努める男と怠ける女
「暑いよー。溶けちゃうよー、むしろ融けちゃうよー。やっぱりやめようかなー。」
第二輝用の闘技場。そこには引きこもりの特権者銀城葵がいた。うだるような暑さの中いつもどおりの長袖長ズボン、当然暑さですでにまいっている。その口からは怨嗟のように暑さに対する言葉が紡がれる。

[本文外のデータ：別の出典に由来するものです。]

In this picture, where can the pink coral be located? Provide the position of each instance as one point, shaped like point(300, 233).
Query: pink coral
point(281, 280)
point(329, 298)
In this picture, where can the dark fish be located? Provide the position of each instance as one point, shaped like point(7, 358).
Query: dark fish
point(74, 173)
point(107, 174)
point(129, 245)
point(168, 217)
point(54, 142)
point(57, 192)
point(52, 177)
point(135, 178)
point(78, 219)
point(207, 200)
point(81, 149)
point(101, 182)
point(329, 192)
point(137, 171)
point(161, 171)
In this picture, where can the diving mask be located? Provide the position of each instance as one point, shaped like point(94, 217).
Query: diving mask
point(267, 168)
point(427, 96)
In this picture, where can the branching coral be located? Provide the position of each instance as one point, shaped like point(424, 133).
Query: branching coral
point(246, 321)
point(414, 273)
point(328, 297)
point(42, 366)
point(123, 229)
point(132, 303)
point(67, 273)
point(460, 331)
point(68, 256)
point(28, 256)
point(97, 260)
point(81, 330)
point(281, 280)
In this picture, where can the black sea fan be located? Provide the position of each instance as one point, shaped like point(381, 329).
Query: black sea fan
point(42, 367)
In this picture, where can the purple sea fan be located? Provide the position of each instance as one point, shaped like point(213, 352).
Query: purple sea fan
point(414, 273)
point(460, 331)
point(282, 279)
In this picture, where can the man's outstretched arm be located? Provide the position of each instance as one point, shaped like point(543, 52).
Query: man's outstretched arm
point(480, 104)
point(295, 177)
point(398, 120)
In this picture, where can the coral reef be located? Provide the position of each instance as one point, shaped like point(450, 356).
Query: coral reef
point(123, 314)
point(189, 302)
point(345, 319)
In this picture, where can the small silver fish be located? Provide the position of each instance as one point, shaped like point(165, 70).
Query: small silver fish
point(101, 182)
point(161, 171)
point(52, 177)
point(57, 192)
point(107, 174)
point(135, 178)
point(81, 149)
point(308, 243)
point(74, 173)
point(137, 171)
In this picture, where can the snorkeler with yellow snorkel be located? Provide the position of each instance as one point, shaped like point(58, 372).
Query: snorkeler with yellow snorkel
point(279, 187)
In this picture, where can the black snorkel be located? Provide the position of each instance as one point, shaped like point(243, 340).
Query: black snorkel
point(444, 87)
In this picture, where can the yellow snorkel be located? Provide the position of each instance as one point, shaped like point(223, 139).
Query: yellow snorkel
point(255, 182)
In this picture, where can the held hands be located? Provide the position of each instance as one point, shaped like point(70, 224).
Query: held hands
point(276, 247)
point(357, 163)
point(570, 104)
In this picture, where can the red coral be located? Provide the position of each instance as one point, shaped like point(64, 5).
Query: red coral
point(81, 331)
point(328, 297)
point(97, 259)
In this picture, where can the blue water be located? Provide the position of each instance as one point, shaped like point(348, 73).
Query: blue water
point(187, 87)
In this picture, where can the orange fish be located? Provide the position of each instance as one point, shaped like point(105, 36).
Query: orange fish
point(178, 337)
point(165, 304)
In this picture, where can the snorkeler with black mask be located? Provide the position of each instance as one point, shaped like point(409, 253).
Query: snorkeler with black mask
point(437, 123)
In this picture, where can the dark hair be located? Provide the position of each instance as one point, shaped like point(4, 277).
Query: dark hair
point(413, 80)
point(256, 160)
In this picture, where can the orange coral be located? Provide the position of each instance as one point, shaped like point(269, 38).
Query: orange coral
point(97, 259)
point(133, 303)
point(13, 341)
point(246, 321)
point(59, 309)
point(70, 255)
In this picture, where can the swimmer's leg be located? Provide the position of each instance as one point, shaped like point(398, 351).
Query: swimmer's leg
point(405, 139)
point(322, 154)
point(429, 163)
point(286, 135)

「待て待て、お前は月華亭を食べたいんだろ!。その為には取り引き通り俺と戦ってもらわんとな。月華亭がいらないのなら構わんが。その時は生徒会で美味しくいただくとしよう。」
そんな銀城を前に創士は少し焦りながら引き止めようとする。
「甘味を盾に女の子に言うことをきかせるなんて…創士君はいけない男だね。…でも創士君何も持ってないよね?。どういうこと?。」
銀城が目を細めながら尋ねる。
「まぁ待て、……お!来たぞ!。」
創士が闘技場の入り口を指差す。
「すいません、少し遅れてしまいましたね。」
若草だった。その手には小ぶりな箱を持っている。
「…だーれ?。」
「…現在の七星第五輝だ。少しは周りについて興味をもってくれよ。今回は若草の伝手を使って月華亭の商品を購入したんだ。」
「へぇ…月華亭に伝手。…ねぇ君は五輝なんだよね。だったら…」
「お前の上司でもなんでもないぞ。むしろ後輩だ。だからたかるのはやめろ。」
夢坂の時同様自分の世話をするようねだろうとするのを創士が止める。
「…聞いていた以上に変わった方ですね。」
闘技場の隅に控える真利谷に話しかける。
「えぇ、かなりぶっ飛んでいますよ。」
冷静に2人を見つめながら真利谷が言う。
「それじゃあ。早くやろ。私の魔法見せてあげる。でも…触れないでね。」
銀城がそう言葉を吐くが構えを取る様子はない。
「あぁ。L4『斬岩剣』L4『針撃盾』。」
一方創士は片手剣スタイルを選択。
「いくよー、…L5『星華火』。」
銀城が両手を前に構え星華火を放つ。
『キュィィィィィー…』
渦を巻き、数を増やし創士に迫る。瞬く間に創士の視界を埋め尽くした。
「っぐ…うぉ…っら!。」
慌てず自分に近づいてくる炎から切り裂いていく創士。
「頑張ってね。L5『星華火』。」
更に星華火を発動する銀城。
「くっ…、これでなくては…」
盾も使いながら星華火をいなしていく創士。最善手を打ち続けなければならない緊張感の中で創士の集中力は高まっていく。
『トゴゴゴゴッ‼︎。』
押し寄せる星華火。捌き切れなくなった創士が炎に呑み込まれる。
「終わっちゃった?。」
「いや、まだだ。」
鎧を全装備した創士がそこにいた。
「新しいね、創士君。私が最後に見た時は腕だけだったのに。」
「…いつの話をしているんだ。」
2人のやり取りは続く。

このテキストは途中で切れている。